A Decontamination Process to Remove Metals and Stabilise Montreal Sewage Sludge

1Institut National de la Recherche Scientifique (INRS-Eau), Université du Québec, 2700, rue Einstein, Sainte-Foy, Quebec, Canada
2Biolix Corporation, Iberville II, 1175 Lavigerie, Bureau 50, Sainte-Foy, Quebec, G1V 4P1, Canada

Received 15 November 2001; Revised 1 March 2002; Accepted 10 March 2002

Copyright © 2002 G. Mercier et al.


The Montreal Urban Community (MUC) treatment plant produces approximately 270 tons of dry sludge daily (tds/day) during physicochemical wastewater treatment. The sludges are burned and contribute to the greenhouse effect by producing atmospheric CO2. Moreover, the sludge emanates a nauseating odour during its thermal stabilisation and retains unpleasant odours for the part (25%) that is dried and granulated. To solve this particular problem, the treatment plant authorities are currently evaluating an acidic chemical leaching (sulfuric or hydrochloric acid) process at a pH between 2 and 3, using an oxidizing agent such as ferric chloride or hydrogen peroxide (METIX-AC technology, patent pending; [20]). They could integrate it to a 70 tds/day granulated sludge production process.

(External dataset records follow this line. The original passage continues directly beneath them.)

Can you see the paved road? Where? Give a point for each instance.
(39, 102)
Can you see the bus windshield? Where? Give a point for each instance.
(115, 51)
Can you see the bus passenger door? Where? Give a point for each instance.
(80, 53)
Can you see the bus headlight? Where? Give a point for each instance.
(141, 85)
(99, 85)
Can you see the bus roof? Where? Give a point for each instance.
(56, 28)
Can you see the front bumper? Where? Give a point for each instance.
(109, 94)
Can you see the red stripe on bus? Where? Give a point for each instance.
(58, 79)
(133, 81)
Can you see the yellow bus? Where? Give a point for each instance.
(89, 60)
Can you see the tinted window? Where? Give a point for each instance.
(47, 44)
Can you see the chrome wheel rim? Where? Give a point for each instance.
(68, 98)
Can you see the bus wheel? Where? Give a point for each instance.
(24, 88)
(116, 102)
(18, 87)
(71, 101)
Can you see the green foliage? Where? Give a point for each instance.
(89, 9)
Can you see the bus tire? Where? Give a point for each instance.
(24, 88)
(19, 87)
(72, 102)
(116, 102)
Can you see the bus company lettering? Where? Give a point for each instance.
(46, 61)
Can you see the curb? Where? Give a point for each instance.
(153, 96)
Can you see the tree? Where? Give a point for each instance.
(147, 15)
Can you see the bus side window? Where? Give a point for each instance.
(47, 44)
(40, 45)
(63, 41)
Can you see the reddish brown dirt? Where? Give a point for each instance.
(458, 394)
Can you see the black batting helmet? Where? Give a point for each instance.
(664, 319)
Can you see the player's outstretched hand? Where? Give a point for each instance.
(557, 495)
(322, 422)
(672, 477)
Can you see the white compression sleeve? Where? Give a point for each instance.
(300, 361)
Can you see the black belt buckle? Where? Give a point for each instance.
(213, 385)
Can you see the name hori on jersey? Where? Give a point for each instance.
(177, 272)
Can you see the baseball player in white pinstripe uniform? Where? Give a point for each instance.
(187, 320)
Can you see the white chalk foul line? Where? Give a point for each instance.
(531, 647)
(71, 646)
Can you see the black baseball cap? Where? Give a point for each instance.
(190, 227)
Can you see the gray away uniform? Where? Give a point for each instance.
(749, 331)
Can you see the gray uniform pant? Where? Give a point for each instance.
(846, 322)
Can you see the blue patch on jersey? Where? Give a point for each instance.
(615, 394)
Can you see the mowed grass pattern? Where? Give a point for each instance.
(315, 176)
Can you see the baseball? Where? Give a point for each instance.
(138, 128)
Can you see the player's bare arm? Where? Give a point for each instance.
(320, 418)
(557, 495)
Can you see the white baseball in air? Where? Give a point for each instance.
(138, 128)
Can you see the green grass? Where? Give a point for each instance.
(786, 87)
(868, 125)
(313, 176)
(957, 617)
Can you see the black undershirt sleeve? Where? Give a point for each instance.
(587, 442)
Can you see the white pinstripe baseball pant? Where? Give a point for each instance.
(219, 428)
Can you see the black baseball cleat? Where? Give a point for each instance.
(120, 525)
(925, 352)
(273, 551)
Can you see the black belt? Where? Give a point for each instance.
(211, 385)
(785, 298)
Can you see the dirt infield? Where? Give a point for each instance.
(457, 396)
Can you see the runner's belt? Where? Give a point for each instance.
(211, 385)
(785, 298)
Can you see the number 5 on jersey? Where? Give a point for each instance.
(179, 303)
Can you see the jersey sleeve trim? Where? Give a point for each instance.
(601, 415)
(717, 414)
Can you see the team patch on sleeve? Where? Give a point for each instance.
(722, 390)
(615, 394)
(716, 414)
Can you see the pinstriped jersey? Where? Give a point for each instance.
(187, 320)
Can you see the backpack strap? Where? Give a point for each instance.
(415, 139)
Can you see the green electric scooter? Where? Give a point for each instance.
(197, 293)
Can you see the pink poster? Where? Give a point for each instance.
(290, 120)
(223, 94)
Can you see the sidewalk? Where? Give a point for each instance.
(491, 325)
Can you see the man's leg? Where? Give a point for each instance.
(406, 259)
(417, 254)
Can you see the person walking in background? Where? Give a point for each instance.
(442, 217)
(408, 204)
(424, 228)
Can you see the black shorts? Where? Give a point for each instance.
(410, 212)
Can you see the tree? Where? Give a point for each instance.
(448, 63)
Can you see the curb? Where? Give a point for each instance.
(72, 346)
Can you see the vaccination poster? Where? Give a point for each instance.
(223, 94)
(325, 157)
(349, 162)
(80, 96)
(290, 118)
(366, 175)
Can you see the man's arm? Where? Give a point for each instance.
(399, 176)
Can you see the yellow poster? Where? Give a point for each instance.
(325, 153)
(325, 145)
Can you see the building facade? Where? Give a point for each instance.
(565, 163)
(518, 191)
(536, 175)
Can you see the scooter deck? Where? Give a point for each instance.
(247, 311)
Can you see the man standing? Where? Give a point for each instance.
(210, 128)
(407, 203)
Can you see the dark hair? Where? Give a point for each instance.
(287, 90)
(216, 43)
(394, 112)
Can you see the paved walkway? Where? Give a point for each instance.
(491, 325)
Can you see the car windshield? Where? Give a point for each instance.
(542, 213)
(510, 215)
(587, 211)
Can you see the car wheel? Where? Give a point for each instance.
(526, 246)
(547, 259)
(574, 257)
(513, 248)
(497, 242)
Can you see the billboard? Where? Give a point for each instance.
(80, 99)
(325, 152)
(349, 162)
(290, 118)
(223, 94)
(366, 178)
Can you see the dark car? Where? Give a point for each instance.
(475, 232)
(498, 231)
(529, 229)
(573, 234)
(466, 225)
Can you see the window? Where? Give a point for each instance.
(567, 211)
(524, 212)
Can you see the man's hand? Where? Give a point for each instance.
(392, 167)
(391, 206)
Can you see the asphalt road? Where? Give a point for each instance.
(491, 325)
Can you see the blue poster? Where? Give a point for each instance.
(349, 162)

Verification of the application of METIX-AC technology was carried out in a pilot plant set up near the sludge production plant of the MUC. The tests showed that METIX-AC technology can be advantageously integrated to the process used at the MUC. The residual copper (274 ± 58 mg/kg) and cadmium (5.6 ± 2.9 mg/kg) concentrations in the treated sludge meet legislation standards. The results have also shown that odours have been significantly eliminated for the dewatered, decontaminated, and stabilized biosolids (> 97%) compared to the non-decontaminated biosolids. A high rate of odour elimination also was obtained for the liquid leached biosolids (> 93%), compared to the untreated liquid biosolids. The fertilising value (N and P) is well preserved by the METIX-AC process. Dissolved organic carbon measurements have showed that little organic matter is brought in solution during the treatment. In fact, the average concentration of dissolved organic carbon measured in the treated liquid phase is 966 ± 352 mg/l, whereas it is 1190 ± 325 mg/l in untreated sludge. The treated sludge was first conditioned with an organic polymer and a coagulant aid. It was successfully dewatered with various dehydration equipments (filter press, rotary press, centrifuge).